29 de octubre 2004 - 00:00

Grave: cárceles en Buenos Aires no pueden recibir presos

Está ante una encrucijada Felipe Solá: con leyes inflexibles y una Justicia morosa e ineficaz, las cárceles y comisarías de la provincia están saturadas de detenidos, fenómeno que parece difícil de revertir, al menos en el corto plazo. Esa situación detonó la alerta de un funcionario bonaerense que ayer advirtió que los penales, por estar superpoblados, ya no pueden recibir más reclusos.

Felipe Solá
Felipe Solá
Con un excedente de 6 mil presos sobre las 19 mil plazas disponibles, las cárceles bonaerenses quedaron virtualmente inhabilitadas para alojar más reclusos mientras, en paralelo, en las comisarías provinciales permanecen detenidos otros 5.400 reclusos.

Ese paneo, crudo reflejo de la crisis que enfrenta el Servicio Penitenciario Bonaerense (SPB) -intervenido este año por orden de Felipe Solá-, explica la reacción del subsecretario de Política Penitenciaria, Carlos Rotundo, que ayer declaró el cierre de los penales provinciales.

«Estamos al límite de la superpoblación carcelaria»,
dijo Rotundo y señaló que dio «instrucciones» para que «no se reciba un solo interno más en la medida en que no se vayan produciendo libertades». Es decir: hasta que no se generen vacantes, no habrá ingresos.

Eterno eslabón débil del sistema, las cárceles bonaerenses registran 25% de superpoblación: con 19 mil plazas aptas, alojan a 24.960 internos. El endurecimiento de las leyes, promovido en los últimos años, y la recurrente lentitud judicial, sólo agravaron un problemahistórico. Al margen, día a día se producen detenciones que incrementan el caudal de alojados en comisarías. Tras la sangría para «desagotar» las dependencias policiales -en agosto, se transfirieron 1.800 reclusos a las cárceles-la crisis se mudó al Servicio Penitenciario.

• Alarma y aclaración

Pero Rotundo, con su anuncio sobre « cárceles cerradas», sembró la alarma. La primera lectura fue que, a partir de la saturación en los penales, no se producirían más arrestos porque, en los hechos, no habría lugar donde mantenerlos detenidos.

Pero el ministro de Justicia, Eduardo Di Rocco, aclaró que eso no ocurrirá: dijo que el Servicio Penitenciario recibe «en forma continua» a reclusos derivados de comisarías, consecuencia de que, diariamente, se producen entre «20 y 30 vacantes».

En la misma línea, desde la cartera de Seguridad, se abundó que, lógicamente, la Policía no dejará de actuar ni de efectuar detenciones. De hecho, Rotundo indicó como un factor de crecimiento de la tasa de detenciones a la «mejoría» en la intervención policial.
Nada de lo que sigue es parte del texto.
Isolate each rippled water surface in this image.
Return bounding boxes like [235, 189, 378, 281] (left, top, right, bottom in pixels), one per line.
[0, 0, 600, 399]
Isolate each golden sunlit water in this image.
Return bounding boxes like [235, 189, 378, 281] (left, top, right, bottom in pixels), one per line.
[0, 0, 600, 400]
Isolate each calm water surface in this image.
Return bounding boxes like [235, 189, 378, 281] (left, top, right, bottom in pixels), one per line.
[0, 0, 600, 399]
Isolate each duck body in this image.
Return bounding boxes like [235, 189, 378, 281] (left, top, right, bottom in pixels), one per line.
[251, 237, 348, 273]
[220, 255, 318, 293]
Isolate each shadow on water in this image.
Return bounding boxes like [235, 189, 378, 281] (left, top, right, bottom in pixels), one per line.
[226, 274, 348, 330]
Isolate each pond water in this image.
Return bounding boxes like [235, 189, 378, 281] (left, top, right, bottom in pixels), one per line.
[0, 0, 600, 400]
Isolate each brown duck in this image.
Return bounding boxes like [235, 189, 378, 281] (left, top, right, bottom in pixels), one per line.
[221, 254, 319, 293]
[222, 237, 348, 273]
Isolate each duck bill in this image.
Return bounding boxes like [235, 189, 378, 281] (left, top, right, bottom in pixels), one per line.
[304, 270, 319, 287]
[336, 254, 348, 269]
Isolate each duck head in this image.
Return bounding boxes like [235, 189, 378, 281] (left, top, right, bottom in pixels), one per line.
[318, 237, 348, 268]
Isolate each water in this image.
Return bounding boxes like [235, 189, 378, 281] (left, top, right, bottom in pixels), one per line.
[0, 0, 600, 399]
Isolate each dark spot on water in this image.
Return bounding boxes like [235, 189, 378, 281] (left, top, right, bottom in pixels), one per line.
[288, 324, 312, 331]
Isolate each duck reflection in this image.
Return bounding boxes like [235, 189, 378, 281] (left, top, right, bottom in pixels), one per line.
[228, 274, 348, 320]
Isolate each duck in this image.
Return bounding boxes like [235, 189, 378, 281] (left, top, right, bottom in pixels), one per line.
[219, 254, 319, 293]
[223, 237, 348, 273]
Pero, en lo macro, el sistema estalló.
León Arslanian reclama que deriven a los presos que permanecen en las comisarías a los penales para liberar a la Policía de una función para la que no está preparada: la de guardia cárcel. Desde el Servicio Penitenciario explican que no hay lugar disponible.

Nadie lo dice en voz alta pero el pánico entre los funcionarios es con el comienzo del calor y la proximidad de las fiestas -momentos proclives a los desbordes en las cárceles-, seguir sumando reclusos a unidades hiperpobladas, puede desatar o acelerar una crisis con los internos.

«El sistema tiene un equilibrio que puede perderse si se sobrepasa excesivamente la capacidad real»,
dijo, a modo de advertencia, Di Rocco.

A futuro, asoma una destello de solución estructural: en marzo, con la inauguración de una unidad de 700 plazas en Urdampilleta, Bolívar, comenzará a concretarse un plan penitenciario que, con un costo total de 230 millones de pesos, permitirá agregar 5.388 vacantes durante 2005.


• Localizaciones


Además de Urdampilleta se construirán unidades en San Martín, Campana y Florencio Varela. Y se avanzará con alcaidías en San Isidro, La Plata, Mar del Plata, La Matanza, Lomas de Zamora, Quilmes, Junín y San Martín. Y ampliación en Magdalena, Bahía Blanca y Azul.

En tanto, según anticipó ayer Solá, hacia 2007,
la capacidad de los penales habrá crecido en 15 mil vacantes adicionales.

Pero el debate por la crisis carcelaria detonó a partir de un informe que la Comisión Provincial de la Memoria le presentó ayer a Solá, Di Rocco y Arslanian, con denuncias sobre tortura en las unidades penales.

Esta comisión, encabezada por el premio Nobel de la Paz
Adolfo Pérez Esquivel, detectó la acumulación de 3.500 denuncias por apremios y torturas en penales bonaerenses por lo cual, a nivel internacional, reclamará «el desmantelamiento de ese sistema de crueldad».